Mr Tan Wen Chuan, 32, was breathing more heavily than usual after walking for about five minutes from the car park to the interview location.
He has been feeling breathless after walking or light activity since November or more than four months after his bout of COVID-19.
Mr Tan, who had asthma as a child, said it can feel like an asthma attack, as he can’t breathe, and he feels like he can’t “fill up” his lungs. This can happen from time to time, even when he’s not active, he said.
He described how he sometimes feels a “knot” in his chest at a particular spot whenever he inhales.
“It’s just a constant state of knowing that I have to breathe harder,” he said.
When Mr Tan went to see a general practitioner, he was told that the symptoms would go away in time.
He said: “I felt helpless, because the doctor said there was nothing you can do about it.”
Later, on a friend’s recommendation, he saw a physiotherapist. His therapist, Ms Jaclyn Chow of Heart & Lung Physio, said there are things that can be done to improve one’s breathing and body conditioning while one waits for recovery.
Inactivity, meanwhile, could lead to structural changes like losing muscle mass, which could lead to longer-term issues.
INFLAMMATION, NARROWING AIRWAYS
Ms Chow explained that the SARS-CoV-2 virus “hooks” onto angiotensin-converting enzyme 2 (ACE2) receptors in the body, and these cells are concentrated in the upper airways.

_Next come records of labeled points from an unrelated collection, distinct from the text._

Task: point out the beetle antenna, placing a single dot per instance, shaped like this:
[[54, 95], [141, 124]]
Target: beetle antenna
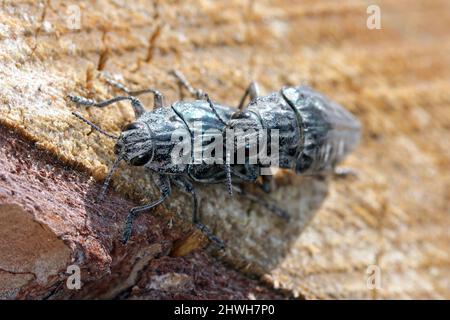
[[108, 178], [93, 126], [228, 173]]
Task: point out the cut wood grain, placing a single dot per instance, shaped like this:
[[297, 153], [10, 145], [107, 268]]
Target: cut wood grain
[[394, 215]]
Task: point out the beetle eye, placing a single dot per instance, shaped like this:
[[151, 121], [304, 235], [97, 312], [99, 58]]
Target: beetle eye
[[140, 160], [133, 126], [240, 115]]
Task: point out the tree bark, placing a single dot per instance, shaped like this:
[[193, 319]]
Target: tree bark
[[389, 223]]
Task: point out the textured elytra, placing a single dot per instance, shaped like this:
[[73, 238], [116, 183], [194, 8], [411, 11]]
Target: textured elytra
[[395, 214]]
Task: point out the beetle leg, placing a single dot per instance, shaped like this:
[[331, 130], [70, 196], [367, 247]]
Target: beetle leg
[[157, 96], [184, 83], [164, 186], [344, 173], [252, 91], [266, 204], [135, 102], [187, 187]]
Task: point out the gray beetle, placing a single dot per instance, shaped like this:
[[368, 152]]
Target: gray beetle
[[315, 133], [148, 141]]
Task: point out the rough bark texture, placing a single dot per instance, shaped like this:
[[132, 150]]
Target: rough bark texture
[[394, 214], [50, 219]]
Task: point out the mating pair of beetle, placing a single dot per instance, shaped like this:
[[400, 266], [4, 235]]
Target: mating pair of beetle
[[314, 134]]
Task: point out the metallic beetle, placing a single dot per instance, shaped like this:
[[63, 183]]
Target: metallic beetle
[[315, 134]]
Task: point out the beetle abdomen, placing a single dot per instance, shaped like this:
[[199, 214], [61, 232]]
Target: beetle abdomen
[[330, 132]]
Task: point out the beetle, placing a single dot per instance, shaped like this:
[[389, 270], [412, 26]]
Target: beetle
[[315, 133], [148, 141]]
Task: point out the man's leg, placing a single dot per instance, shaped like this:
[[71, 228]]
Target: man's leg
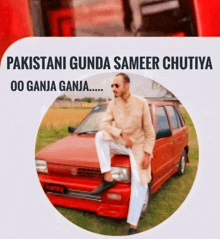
[[138, 191], [138, 194]]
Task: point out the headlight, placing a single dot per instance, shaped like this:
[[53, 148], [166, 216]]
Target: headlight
[[121, 174], [41, 166]]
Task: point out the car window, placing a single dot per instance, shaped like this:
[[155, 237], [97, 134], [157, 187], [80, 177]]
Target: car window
[[174, 117], [179, 117], [162, 121]]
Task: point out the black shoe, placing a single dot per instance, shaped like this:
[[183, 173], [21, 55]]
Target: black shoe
[[103, 187], [132, 231]]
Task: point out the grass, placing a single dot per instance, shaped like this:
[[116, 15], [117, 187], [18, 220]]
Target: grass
[[163, 203]]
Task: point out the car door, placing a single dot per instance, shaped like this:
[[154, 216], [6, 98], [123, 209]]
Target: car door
[[163, 149], [179, 133]]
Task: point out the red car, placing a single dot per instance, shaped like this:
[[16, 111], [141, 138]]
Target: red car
[[69, 169]]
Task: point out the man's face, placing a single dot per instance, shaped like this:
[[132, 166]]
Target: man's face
[[119, 87]]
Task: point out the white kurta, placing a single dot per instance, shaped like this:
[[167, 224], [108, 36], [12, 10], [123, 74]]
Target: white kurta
[[132, 117]]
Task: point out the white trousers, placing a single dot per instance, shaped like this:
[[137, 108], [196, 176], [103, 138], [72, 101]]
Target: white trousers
[[105, 148]]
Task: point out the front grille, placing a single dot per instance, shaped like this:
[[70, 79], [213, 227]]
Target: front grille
[[90, 173], [71, 171]]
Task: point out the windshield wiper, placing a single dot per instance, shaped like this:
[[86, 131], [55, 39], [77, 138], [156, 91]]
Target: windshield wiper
[[88, 132]]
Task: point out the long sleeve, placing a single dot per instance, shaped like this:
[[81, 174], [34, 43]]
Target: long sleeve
[[149, 140], [107, 121]]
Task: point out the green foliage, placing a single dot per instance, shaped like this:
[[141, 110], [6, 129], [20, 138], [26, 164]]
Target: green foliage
[[63, 97], [89, 100]]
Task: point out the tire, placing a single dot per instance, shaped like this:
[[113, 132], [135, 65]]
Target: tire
[[146, 205], [182, 164]]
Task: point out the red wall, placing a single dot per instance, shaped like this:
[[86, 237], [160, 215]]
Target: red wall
[[15, 22]]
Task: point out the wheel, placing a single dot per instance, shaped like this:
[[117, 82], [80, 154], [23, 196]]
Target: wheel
[[146, 205], [182, 164]]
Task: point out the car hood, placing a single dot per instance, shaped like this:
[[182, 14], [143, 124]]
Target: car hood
[[77, 150]]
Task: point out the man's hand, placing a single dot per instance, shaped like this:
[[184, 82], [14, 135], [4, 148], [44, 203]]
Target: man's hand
[[128, 142], [146, 161]]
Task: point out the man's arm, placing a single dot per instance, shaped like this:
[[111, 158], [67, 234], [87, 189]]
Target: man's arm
[[106, 123]]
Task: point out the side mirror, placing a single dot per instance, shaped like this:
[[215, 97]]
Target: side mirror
[[71, 129], [163, 133]]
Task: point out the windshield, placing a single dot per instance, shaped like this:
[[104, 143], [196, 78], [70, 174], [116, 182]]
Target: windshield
[[92, 121]]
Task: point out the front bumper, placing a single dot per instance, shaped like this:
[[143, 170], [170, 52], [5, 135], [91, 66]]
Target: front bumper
[[77, 196]]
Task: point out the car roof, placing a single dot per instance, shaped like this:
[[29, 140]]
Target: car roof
[[158, 101]]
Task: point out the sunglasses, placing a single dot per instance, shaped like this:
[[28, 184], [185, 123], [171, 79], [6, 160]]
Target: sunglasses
[[116, 85]]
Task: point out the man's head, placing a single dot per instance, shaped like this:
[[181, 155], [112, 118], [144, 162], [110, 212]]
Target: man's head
[[121, 85]]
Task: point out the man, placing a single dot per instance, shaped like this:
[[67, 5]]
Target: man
[[126, 128]]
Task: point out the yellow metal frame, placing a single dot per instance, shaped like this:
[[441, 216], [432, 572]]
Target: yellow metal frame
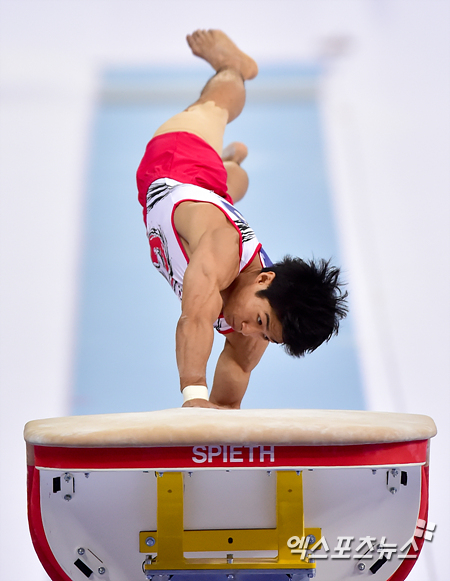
[[172, 541]]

“Even when you (test) negative, there might still be some inflammation, that’s why people have residual symptoms … it also causes sensitivity to the receptors when it detects stimuli like dust, change in temperature or wind blowing on your face,” she said.
This could be why some people have a dry cough even after testing negative for COVID-19. The sensitivity may also cause airways to narrow – resulting in “air hunger”, and can also cause a feeling of not being able to breathe out fully.

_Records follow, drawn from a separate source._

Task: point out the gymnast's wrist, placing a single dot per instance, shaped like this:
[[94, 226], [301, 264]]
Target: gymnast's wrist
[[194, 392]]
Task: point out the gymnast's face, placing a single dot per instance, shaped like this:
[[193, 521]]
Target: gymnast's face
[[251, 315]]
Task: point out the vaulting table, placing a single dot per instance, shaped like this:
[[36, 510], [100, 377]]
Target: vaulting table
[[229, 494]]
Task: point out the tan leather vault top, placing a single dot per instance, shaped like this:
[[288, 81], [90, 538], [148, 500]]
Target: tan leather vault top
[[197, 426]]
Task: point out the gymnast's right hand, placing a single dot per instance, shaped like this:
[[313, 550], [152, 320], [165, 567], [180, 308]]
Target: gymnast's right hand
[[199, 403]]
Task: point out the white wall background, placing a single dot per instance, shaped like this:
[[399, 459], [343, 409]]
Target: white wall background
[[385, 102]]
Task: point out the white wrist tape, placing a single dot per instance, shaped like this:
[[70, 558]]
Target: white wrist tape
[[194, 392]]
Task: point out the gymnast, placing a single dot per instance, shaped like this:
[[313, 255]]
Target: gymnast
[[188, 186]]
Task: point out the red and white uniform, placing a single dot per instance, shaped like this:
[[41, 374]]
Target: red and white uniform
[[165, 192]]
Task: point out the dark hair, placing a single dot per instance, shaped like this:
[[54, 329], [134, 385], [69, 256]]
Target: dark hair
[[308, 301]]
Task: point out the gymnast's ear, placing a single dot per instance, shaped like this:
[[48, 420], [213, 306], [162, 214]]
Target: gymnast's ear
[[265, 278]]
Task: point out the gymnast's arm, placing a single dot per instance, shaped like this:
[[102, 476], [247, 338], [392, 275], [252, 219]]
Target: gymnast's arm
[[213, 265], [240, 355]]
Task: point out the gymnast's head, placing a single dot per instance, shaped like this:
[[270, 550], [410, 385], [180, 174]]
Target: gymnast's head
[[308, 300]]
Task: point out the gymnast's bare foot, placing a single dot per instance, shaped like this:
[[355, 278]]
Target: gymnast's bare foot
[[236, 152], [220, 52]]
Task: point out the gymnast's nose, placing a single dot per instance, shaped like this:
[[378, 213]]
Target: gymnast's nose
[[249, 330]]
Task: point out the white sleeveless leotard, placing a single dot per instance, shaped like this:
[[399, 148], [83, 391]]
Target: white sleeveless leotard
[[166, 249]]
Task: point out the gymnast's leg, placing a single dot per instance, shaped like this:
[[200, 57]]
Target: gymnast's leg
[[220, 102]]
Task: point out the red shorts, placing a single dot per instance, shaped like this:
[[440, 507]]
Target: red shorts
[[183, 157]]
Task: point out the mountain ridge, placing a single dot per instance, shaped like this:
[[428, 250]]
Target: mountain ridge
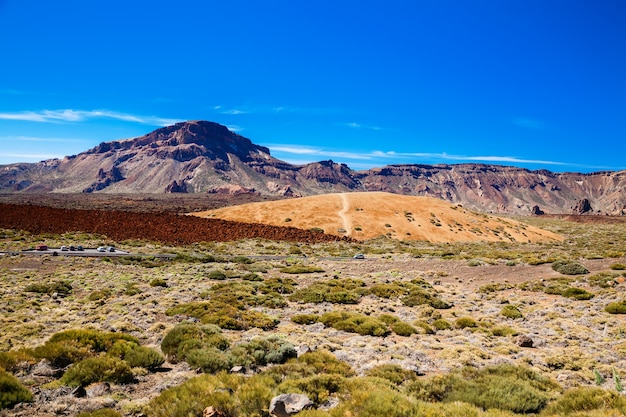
[[205, 157]]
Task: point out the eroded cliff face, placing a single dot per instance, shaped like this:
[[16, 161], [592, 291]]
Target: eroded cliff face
[[200, 157]]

Mr Tan has since learned techniques and exercises to help him breathe better, and is on an endurance exercise programme. He’s much more conscious of his breathing and posture, and that has helped him to manage the episodes of breathlessness, he said.
NCID’s Dr Young said that post-acute COVID syndrome is “complex and highly variable”.
“Investigation and treatment is tailored to the individual and the symptoms they are experiencing,” he said.
“Fortunately for the majority, post-acute COVID syndrome is a self-limiting condition and does not require medication. Most will recover with time and a (gradual) return to exercise and other usual activities.”
Lung specialist Dr Yang warned against deliberately trying to catch COVID-19 to “get immunity”, saying that there can be long-term implications after contracting the virus.
He added: “Employees and employers should recognise that this is a problem that we are facing, they are not trying to malinger or trying to find ways to escape work. And I think people should understand when people have all these symptoms.”